Les commissaires-priseurs du Mont-de-piété, aujourd’hui personnellement responsables, sont amenés, par la crainte d’éprouver des pertes, à priser les gages fort au-dessous de leur prix marchand. Il arrive que nombre d’emprunteurs (104 000 en 1892) se voient refuser tout secours pour insuffisance de gages, ou encore que certains autres (41 000 en 1892) n’acceptent pas les prêts infimes qui leur sont offerts, ou enfin que, contraints de passer sous les fourches caudines de la prisée, ils sont volés en cas de non-dégagement et de cession de leur reconnaissance. Quel accueil croit-on qu’une Chambre, soucieuse de l’intérêt des misérables, ait fait à une proposition qui mettait fin à un état de choses aussi fâcheux ? Malgré les avis du conseil supérieur de l’Assistance publique, elle l’a repoussée presque sans débats ; et, lorsqu’ils pouvaient en cette circonstance faire quelque chose de positif pour le crédit populaire, les représentans du peuple ont refusé de le faire, alors qu’il n’en coûtait cependant pas un son à l’État.

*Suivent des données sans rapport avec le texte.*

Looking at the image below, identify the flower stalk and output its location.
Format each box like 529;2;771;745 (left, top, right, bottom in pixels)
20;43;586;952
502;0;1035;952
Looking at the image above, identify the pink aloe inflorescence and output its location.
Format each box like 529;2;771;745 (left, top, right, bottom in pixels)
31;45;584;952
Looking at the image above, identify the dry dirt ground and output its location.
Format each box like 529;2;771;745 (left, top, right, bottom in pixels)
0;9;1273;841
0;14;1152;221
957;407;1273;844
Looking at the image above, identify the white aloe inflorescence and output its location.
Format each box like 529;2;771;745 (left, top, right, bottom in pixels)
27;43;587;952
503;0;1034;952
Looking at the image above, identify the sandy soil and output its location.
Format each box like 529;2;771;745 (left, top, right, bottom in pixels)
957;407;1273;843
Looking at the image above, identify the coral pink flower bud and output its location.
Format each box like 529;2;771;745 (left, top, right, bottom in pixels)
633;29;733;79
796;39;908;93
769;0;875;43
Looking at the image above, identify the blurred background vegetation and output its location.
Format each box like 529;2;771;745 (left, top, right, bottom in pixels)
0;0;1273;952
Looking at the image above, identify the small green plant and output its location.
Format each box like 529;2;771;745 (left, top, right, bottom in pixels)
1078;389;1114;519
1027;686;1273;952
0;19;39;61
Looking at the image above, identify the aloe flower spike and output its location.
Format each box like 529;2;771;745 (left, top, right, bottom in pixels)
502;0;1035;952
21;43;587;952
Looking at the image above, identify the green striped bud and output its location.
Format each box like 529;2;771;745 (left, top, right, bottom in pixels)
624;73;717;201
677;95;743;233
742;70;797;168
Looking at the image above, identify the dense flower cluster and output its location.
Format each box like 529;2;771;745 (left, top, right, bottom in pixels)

Veut-on l’exemple d’autres contradictions, qui toutes proviennent de ce qu’aucune main ferme ne guide les délibérations des Chambres, de ce qu’aucun homme de gouvernement, mû par une pensée supérieure, n’oblige, par l’ascendant de sa parole ou la fixité de ses desseins, les sénateurs et les députés à le suivre : on parle beaucoup depuis quelque temps de la réforme du droit de succession, que l’on réduirait du 12e degré au 8e, ou même au 5e. Ce côté de la question n’a guère d’importance, puisqu’il ne s’agit que des successions ab intestat ; personne, j’entends personne dont l’opinion ait quelque poids au Palais-Bourbon ou au Luxembourg, n’a l’idée d’empêcher de disposer de leur bien, par testament, ceux de nos concitoyens qui n’ont pas d’héritier direct ou de proche parent collatéral. La suppression de l’héritage ab intestat, à partir du 8e ou du 5e degré, équivaudrait donc à édicter l’obligation légale de tester, qui n’a rien de bien pénible, et qui d’ailleurs, avant la Révolution, était d’accord avec les mœurs d’une notable partie de la France, toute la région du Midi où subsistait le droit romain. On se proposerait en outre d’augmenter de moitié ou d’un quart les taxes de succession, particulièrement celles qui frappent la transmission des biens en ligne collatérale. Ces taxes varient d’ailleurs aujourd’hui, ne l’oublions pas, de 8,25 à 10 p. 100 du montant de l’héritage.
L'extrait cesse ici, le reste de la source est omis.